The capabilities of the new routers fall into five main areas, says Luken.

•Link optimization. The platform uses technology called radio-aware routing. The quality of typical radio links fluctuate and sometimes a link can go down, he says. With radio-aware routing, the radio tells the router the link is weakening and the router can slow down the speed at which it’s sending data accordingly. It can also prioritize traffic that goes over the link before other packets. “The whole purpose for link optimizations is that we’ve had bad pipes, they’re changing a lot , how do I maximize the user experience over these links?” Luken explains.

•Security and network services. The routers provide security protections such as intrusion prevention and encryption, but also include what Cisco calls Wide-Area Applications Services (WAAS), which is a WAN optimization feature. If the ad hoc network has limited capacity in the radio links, WAAS optimizes performance by eliminating redundant data and compressing traffic as needed.

•Ad hoc deployment. The central feature of CMRN is that it can be easily deployed on short notice without the need for someone like a Cisco-certified engineer on hand to set it up and configure all the components. Other examples of ad hoc deployment would be the site of a military operation or a situation where border patrol agents are chasing suspects, he says.

•Platforms. The routers need to be able to offer different features and capabilities for the situation. The 5940 for instance, moves data up to 972 kilo packets per second (kpps), or 972 thousand packets per second, while the 5915 only operates at up to 163 kpps, but is less expensive. The 5940 is smaller and flat, “roughly the size of a 4x6-inch photograph that you have on your refrigerator,” says Luken.

•Adaptability. Cisco doesn’t sell completed ad hoc network systems, only the routers that are components of systems built by system integrator partners with names like Mission:Mobility, Parvus and TeleCommunications Systems.

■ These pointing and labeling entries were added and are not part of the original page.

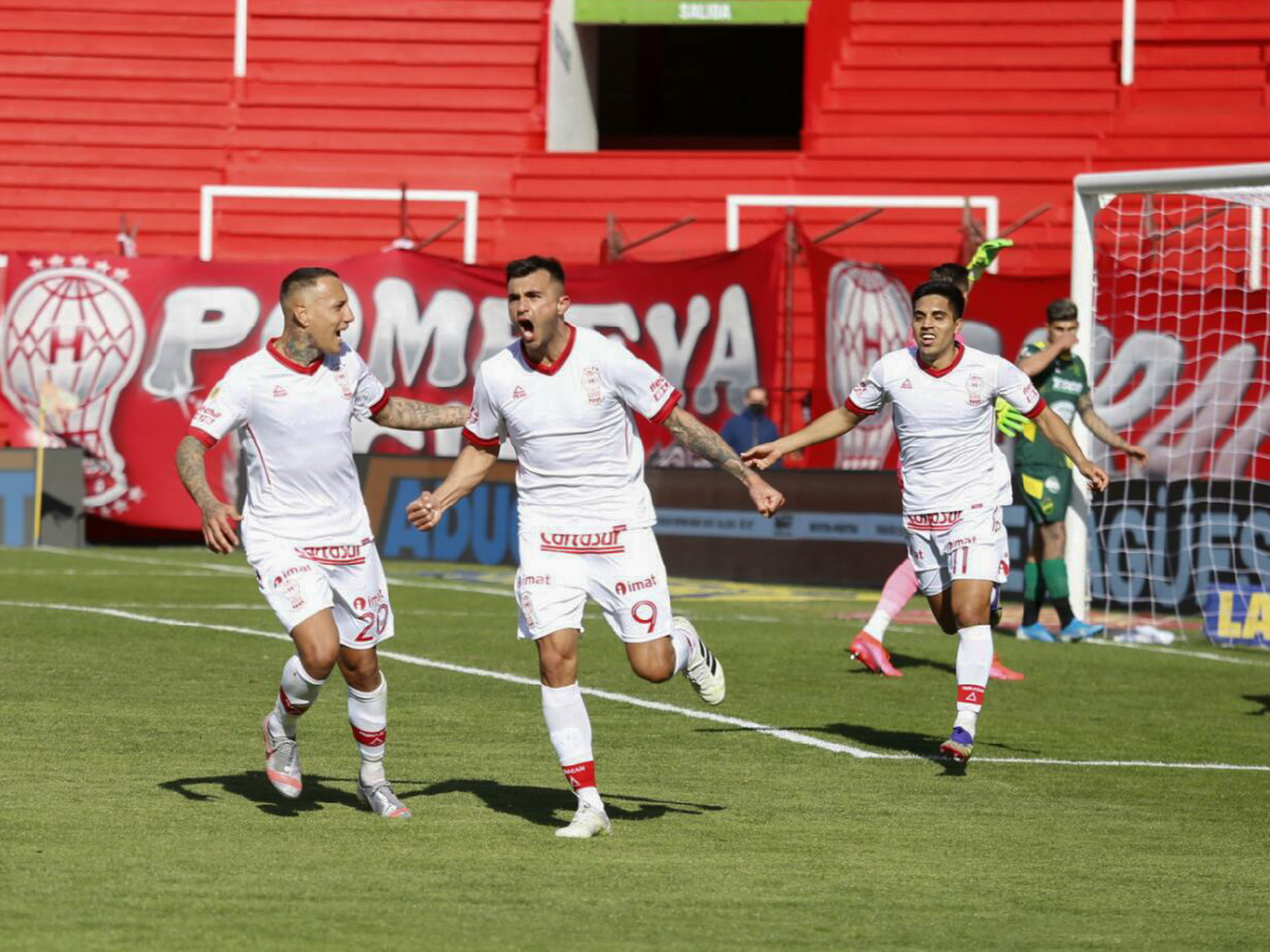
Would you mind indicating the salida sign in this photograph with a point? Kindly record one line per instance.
(137, 343)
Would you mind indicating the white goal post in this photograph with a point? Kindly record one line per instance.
(208, 195)
(1242, 184)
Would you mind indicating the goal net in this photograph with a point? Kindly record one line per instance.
(1171, 267)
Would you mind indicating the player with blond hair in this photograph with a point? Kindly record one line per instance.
(305, 527)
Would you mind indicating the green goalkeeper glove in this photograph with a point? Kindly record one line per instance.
(1010, 421)
(985, 256)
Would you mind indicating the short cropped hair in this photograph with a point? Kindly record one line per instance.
(950, 292)
(525, 267)
(1062, 310)
(301, 278)
(952, 273)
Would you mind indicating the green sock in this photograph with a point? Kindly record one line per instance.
(1031, 574)
(1031, 593)
(1054, 574)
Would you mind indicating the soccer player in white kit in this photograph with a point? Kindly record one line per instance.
(955, 480)
(305, 527)
(566, 398)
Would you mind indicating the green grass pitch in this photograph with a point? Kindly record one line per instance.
(1102, 809)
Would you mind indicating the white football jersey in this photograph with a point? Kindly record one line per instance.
(295, 426)
(579, 457)
(945, 423)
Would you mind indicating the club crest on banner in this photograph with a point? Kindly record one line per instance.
(78, 330)
(868, 316)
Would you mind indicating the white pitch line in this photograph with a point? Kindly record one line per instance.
(792, 736)
(141, 560)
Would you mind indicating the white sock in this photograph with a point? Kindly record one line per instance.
(878, 624)
(568, 724)
(569, 729)
(973, 663)
(368, 718)
(296, 695)
(682, 644)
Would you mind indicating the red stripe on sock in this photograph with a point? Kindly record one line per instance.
(371, 739)
(290, 706)
(581, 776)
(969, 695)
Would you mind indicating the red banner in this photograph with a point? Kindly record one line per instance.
(1181, 368)
(131, 345)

Parvus announced March 22 the beginning of shipments of the DuraMAR 5915, a mobile router subsystem based on a previous version of the Cisco 5915 router. The Parvus technology was shipped in support of land-based satellite communications and fixed -wing aircraft programs, the company stated.

The new routers also include a feature called Cisco IP Multiplexing to more efficiently send traffic over the ad hoc network. Conventional mobile networks have two limitations, Luken explains, bandwidth--the size of the pipe--and network speeds, measured in kpps. If voice over IP (VoIP) traffic is being sent over the network, that consists of multiple tiny packets, which means the network can reach its packets per second limit easily, even without using a lot of bandwidth. IP Multiplexing combines the small packets into larger packets for more efficient utilization.

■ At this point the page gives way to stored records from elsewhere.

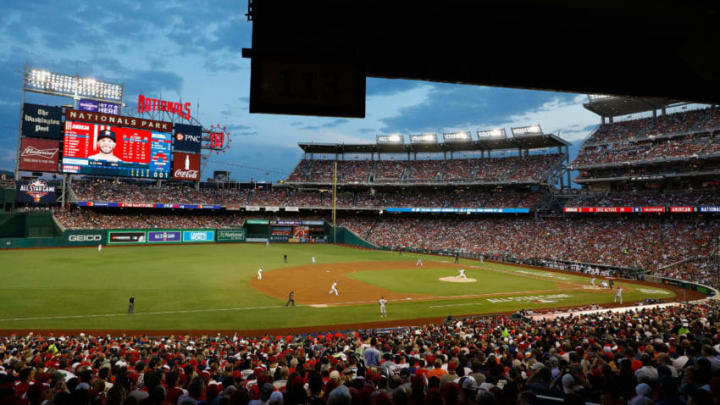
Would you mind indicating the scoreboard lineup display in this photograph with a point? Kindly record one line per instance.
(116, 151)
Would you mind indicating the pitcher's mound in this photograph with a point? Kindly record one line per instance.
(454, 279)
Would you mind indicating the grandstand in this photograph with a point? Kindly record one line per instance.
(631, 220)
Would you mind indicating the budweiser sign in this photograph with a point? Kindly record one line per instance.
(39, 155)
(118, 120)
(186, 166)
(146, 104)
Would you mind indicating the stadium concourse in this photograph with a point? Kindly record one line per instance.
(666, 356)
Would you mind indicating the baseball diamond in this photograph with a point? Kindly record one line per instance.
(215, 287)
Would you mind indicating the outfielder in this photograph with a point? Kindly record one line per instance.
(333, 289)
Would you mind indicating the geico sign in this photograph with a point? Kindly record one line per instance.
(85, 238)
(198, 236)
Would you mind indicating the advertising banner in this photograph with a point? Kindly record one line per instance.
(301, 232)
(186, 166)
(114, 151)
(648, 209)
(164, 236)
(198, 236)
(461, 210)
(108, 108)
(98, 204)
(279, 238)
(121, 237)
(41, 121)
(598, 209)
(35, 192)
(39, 155)
(187, 138)
(88, 105)
(117, 120)
(87, 237)
(230, 235)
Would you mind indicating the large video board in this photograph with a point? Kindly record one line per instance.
(114, 151)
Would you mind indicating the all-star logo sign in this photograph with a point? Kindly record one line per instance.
(37, 189)
(146, 104)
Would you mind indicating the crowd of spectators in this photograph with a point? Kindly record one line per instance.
(104, 190)
(645, 128)
(639, 242)
(687, 147)
(531, 168)
(667, 170)
(649, 356)
(646, 198)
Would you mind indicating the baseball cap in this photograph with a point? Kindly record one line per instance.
(106, 133)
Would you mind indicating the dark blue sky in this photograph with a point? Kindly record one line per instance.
(192, 52)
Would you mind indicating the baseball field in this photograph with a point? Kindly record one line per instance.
(214, 287)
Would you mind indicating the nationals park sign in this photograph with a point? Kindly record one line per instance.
(117, 120)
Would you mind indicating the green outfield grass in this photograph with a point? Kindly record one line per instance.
(199, 287)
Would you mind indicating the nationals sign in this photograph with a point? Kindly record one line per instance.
(186, 166)
(146, 104)
(117, 120)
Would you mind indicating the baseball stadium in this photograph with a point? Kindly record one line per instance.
(483, 266)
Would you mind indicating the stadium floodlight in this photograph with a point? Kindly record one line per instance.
(461, 136)
(527, 131)
(76, 87)
(392, 138)
(495, 133)
(423, 138)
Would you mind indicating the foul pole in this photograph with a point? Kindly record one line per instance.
(334, 201)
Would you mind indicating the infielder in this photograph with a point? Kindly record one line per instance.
(333, 289)
(131, 304)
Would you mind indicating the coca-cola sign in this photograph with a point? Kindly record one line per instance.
(186, 166)
(39, 155)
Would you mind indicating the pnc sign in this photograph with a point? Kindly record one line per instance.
(146, 104)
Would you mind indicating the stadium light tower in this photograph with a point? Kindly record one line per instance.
(494, 133)
(392, 138)
(461, 136)
(58, 84)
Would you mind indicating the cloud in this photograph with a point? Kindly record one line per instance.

“So instead of send 100 packets per second, you would be sending a much smaller number of packets that are larger, and that allows you to use more of the bandwidth and not have to worry about the packets per second,” Luken says.

While typical use cases for ad hoc networks are in military or disaster-response situations, there can be enterprise applications of the technology, such as at a construction site where the project will last perhaps several months, but crews will want to communicate as well as share documents such as blueprints. A large organization holding a convention could set up an ad hoc network at the convention venue for the duration of its event.